Add and Configure a Data Source in an Agent
Data sources enable your Agent to access specific knowledge, grounding its responses with relevant content. The Agent uses configured search settings and created indexes to retrieve information, generating more accurate outputs for user queries.Prerequisites
- A data source must be created and configured. For details, refer to Data Source Connectors.
Add a Data Source
To add a data source to your Agent:- While creating your Agent, drag and drop the desired data source from the Data Sources section in the left side panel into your Agent workflow.
Configure Search Settings
After adding a data source, configure its search behavior:- Select Files for the Agent (Optional) By default, the Agent retrieves data from the entire data source. To narrow the search to specific documents, click the Select files for this Agent button and choose the desired files.
-
Choose Search Type
Select the search type best suited for your use case:
Semantic Search
Semantic search retrieves information based on keyword matches and semantic similarity using vector search. This method is ideal for unstructured documents.- Max results: Specify the maximum number of results to retrieve and send to the LLM for generating output.
- Relevance threshold: Set a relevance similarity threshold. Only results with high relevance are returned to the LLM, helping to filter out noise.
- Neighboring chunks: In addition to the max results, specify the number of neighboring chunks to send to the LLM for richer context.
- Hybrid search: Blends results from keyword matching and semantic relevance retrieval. Adjust the slider to configure the weight between keyword and semantic relevance.
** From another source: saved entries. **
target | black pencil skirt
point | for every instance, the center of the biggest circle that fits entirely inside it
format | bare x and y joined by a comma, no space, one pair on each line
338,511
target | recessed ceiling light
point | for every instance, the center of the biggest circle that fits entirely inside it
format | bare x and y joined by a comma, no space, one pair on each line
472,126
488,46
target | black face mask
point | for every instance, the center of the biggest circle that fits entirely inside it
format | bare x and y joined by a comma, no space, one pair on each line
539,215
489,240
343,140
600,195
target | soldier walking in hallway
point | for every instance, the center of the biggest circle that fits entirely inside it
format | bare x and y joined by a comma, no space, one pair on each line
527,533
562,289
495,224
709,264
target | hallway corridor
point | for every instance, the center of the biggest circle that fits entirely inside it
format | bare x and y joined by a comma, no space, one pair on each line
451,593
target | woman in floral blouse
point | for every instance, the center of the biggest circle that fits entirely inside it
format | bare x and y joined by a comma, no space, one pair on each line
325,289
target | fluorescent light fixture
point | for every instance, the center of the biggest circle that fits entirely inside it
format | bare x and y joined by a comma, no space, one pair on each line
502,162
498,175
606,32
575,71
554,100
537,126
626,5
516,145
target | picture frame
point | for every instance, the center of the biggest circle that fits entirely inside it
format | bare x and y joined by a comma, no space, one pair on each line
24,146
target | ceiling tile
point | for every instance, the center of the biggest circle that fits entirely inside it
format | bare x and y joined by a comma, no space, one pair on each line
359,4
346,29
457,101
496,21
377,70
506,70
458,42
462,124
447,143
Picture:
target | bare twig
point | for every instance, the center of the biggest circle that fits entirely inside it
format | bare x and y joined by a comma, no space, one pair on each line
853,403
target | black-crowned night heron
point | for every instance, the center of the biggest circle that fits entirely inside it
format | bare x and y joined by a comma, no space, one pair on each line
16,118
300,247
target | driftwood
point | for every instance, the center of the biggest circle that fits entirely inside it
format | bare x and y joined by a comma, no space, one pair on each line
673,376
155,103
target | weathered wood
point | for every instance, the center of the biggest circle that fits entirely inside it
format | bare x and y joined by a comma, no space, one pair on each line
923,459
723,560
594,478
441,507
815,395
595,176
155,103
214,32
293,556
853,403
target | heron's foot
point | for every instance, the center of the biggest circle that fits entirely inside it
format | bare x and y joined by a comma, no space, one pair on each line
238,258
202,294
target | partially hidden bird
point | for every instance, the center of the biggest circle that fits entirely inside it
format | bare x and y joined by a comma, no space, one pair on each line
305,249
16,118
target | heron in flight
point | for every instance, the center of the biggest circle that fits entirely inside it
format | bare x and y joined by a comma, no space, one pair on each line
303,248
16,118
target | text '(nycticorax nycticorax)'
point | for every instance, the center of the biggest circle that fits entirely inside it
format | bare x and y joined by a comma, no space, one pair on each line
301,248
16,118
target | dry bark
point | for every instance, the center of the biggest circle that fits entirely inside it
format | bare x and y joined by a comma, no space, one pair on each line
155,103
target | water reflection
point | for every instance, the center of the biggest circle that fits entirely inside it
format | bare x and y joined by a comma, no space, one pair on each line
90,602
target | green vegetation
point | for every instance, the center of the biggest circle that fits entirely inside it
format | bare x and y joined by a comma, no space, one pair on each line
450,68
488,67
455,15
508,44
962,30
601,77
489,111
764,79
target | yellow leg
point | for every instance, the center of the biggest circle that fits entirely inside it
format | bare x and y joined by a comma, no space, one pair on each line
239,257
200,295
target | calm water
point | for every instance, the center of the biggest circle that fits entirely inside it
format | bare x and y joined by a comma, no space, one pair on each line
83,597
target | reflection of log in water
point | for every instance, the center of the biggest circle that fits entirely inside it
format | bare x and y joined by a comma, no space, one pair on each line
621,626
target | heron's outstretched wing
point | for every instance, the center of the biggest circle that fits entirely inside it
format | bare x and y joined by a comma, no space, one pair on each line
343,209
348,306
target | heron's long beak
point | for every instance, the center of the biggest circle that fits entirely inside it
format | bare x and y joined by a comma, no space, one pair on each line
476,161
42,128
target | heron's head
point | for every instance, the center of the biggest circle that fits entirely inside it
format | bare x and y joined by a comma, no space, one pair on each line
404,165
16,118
Hybrid search is only available if it was selected during the Vector database configuration when the data source was created. Refer to Configure Vector Database for more information.
Text-to-SQL Search
Text-to-SQL search is suitable for.csv
and.xlsx
files, especially when the data is primarily numerical and lacks deep semantic meaning. This method allows the Agent to generate SQL queries from natural language input to retrieve structured results.- Model Selection: Choose the LLM responsible for generating SQL queries within the Agent workflow.
Recommendation: For stable and accurate results, select “High Quality Capable” models.
- High Quality (best performance):
Claude 4 Sonnet
GPT 4.1
Claude 3.7 Sonnet
GPT 4o
- Sufficient Quality:
GPT 4.1 mini
Claude 3.5 Sonnet
GPT 4o mini
- High Quality (best performance):
- Fuzzy Search: Enable to allow the system to search through records even with misspellings in the user’s query.
Fuzzy search can increase query generation complexity.
Important: For both Semantic and Text-to-SQL search to function, indexes must be created and the data source configured during its creation. Check Ingestion settings for details.
Choosing the Right Search Method
The optimal search method depends on your query type, data structure, and desired outcome:- Use SQL Retrieval for:
- Structured files (
.csv
,.xlsx
). - Precise, structured queries.
- Efficiently answering qualitative questions.
- Data that is mostly numerical and does not have strong semantic meaning.
- Structured files (
- Use Semantic Retrieval for:
- Natural language queries.
- Unstructured or text-heavy documents.
- Cases requiring semantic understanding.